Maximum deduction limits

The amount you can deduct for childcare expenses is limited by several factors. There are maximum annual limits for each child depending on their age and status:

  • $8,000 for each child under the age of 7 at the end of the year
  • $5,000 for each child aged 7 to 16
  • $11,000 for each child of any age who is eligible for the Disability Tax Credit

In addition to these limits per child, the total amount you can deduct is also limited to two-thirds (2/3) of your earned income for the year. Earned income usually includes wages from employment, self-employment income, and some other types of income, but does not include investment income, pensions, or social security benefits.

For example, if you have two children aged 2 and 9, your maximum limit for each child is $8,000 plus $5,000, which equals $13,000. However, if your earned income is $40,000, two-thirds of that amount is $26,667, so you can deduct the full $13,000 of actual child care expenses if you had them.

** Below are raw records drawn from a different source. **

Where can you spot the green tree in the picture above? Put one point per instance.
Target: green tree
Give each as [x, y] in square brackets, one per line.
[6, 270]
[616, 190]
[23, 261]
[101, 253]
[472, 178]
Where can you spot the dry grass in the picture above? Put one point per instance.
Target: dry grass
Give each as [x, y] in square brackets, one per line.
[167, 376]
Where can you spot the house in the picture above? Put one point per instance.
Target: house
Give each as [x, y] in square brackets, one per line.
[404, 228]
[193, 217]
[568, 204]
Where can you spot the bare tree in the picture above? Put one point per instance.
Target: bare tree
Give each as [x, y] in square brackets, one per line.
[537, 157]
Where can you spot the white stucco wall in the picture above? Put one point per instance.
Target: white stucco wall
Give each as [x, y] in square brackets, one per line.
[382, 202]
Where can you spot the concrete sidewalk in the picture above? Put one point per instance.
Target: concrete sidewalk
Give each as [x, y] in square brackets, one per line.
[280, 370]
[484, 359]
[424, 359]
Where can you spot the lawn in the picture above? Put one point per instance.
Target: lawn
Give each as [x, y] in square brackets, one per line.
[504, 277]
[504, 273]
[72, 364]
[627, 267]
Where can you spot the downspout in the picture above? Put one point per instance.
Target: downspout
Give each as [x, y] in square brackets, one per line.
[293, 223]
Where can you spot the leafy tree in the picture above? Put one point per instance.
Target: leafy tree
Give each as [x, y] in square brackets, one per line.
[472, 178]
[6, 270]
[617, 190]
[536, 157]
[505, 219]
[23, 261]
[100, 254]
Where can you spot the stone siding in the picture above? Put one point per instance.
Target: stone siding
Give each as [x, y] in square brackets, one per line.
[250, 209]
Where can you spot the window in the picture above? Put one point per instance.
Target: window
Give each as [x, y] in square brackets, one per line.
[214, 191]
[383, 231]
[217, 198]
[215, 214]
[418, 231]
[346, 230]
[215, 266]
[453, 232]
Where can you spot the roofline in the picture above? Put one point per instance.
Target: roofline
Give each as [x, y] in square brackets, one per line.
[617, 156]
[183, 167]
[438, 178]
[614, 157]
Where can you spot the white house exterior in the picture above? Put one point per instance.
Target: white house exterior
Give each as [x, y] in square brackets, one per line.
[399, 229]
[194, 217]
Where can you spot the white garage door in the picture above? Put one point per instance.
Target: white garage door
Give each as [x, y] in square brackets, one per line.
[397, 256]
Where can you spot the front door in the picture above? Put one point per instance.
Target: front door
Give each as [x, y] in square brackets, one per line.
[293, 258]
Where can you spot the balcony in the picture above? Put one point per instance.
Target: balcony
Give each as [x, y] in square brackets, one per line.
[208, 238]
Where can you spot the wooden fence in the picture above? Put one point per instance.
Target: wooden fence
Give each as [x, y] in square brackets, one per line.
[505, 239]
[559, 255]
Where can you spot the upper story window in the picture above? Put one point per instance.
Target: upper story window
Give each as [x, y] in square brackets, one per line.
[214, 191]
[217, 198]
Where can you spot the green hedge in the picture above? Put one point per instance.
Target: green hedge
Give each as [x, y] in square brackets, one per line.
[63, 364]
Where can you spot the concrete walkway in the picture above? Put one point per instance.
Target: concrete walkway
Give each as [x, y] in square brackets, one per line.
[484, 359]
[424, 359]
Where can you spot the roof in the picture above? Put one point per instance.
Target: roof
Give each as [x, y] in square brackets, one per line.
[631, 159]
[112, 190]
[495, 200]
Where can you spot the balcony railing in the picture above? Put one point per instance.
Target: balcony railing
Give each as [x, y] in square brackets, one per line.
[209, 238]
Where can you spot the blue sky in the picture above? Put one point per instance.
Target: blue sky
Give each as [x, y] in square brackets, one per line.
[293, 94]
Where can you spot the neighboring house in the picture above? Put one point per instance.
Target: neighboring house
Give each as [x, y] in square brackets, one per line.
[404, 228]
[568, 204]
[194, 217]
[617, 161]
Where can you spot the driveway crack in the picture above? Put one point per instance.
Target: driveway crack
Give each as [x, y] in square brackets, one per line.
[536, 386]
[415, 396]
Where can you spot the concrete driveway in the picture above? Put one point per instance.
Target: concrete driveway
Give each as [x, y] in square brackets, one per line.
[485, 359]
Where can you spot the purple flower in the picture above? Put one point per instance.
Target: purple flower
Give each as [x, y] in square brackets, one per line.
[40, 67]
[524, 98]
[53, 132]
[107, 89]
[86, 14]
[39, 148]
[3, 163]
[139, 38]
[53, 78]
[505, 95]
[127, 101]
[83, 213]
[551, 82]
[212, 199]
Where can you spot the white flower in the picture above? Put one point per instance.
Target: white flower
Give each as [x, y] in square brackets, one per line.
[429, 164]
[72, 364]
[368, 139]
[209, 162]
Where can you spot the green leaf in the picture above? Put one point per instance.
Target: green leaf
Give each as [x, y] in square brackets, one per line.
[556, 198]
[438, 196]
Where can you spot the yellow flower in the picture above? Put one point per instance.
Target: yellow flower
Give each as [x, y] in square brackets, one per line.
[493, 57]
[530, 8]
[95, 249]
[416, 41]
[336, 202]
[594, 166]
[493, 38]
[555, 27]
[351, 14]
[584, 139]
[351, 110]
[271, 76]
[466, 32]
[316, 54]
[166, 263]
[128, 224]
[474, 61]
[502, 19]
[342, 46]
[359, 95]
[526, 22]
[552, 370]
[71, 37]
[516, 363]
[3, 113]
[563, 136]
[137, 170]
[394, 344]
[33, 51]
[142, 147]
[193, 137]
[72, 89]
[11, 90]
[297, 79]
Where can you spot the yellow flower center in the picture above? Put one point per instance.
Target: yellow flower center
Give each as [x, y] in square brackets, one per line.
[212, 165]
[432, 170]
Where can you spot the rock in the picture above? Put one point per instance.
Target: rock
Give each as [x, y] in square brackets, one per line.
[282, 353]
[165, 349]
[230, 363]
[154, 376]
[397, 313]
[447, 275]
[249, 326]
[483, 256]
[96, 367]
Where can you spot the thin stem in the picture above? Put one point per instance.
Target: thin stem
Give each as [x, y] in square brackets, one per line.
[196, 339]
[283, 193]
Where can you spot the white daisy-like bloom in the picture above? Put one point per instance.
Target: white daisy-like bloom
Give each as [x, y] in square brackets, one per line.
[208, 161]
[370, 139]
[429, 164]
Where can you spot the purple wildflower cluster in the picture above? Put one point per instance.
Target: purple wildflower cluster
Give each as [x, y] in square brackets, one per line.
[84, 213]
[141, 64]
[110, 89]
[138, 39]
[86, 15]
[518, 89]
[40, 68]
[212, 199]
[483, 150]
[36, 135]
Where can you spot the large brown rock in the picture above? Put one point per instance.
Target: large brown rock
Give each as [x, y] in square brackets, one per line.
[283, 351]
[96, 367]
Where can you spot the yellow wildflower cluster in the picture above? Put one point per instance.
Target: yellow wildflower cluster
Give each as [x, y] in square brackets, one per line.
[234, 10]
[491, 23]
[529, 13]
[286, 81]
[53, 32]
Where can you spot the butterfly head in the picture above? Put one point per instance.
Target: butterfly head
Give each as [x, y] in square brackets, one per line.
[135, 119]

Acceptable childcare expenses

A wide range of childcare expenses are acceptable for deduction:

  • Daycare centers and nurseries — both licensed and unlicensed facilities that provide childcare services.
  • Home caregivers — nannies, babysitters, and caregivers who provide care in your home or their own. It is important to note that the caregiver cannot be the child's parent or a relative under the age of 18.
  • Day camps and sports schools — Day camps (sports, arts, STEM camps) during school holidays are acceptable. However, overnight camps have separate, more restrictive limits.
  • Boarding schools and overnight camps — acceptable up to the established weekly limit.
  • Daycare centers and Montessori programs — if the primary purpose is childcare rather than education.
  • Specialized care for children with disabilities — specialized care for children of any age who are mentally or physically frail.

Ineligible expenses include elementary or secondary school tuition, lesson fees (music, sports, tutoring), medical or dental expenses, clothing, transportation, or payments to the child's parent or guardian.

Who can claim the deduction

In two-parent families, the deduction should generally be claimed by the parent with the lower net income. This rule is designed to ensure that the deduction is given to the person with the lower tax rate, maximizing the overall tax benefit for the family.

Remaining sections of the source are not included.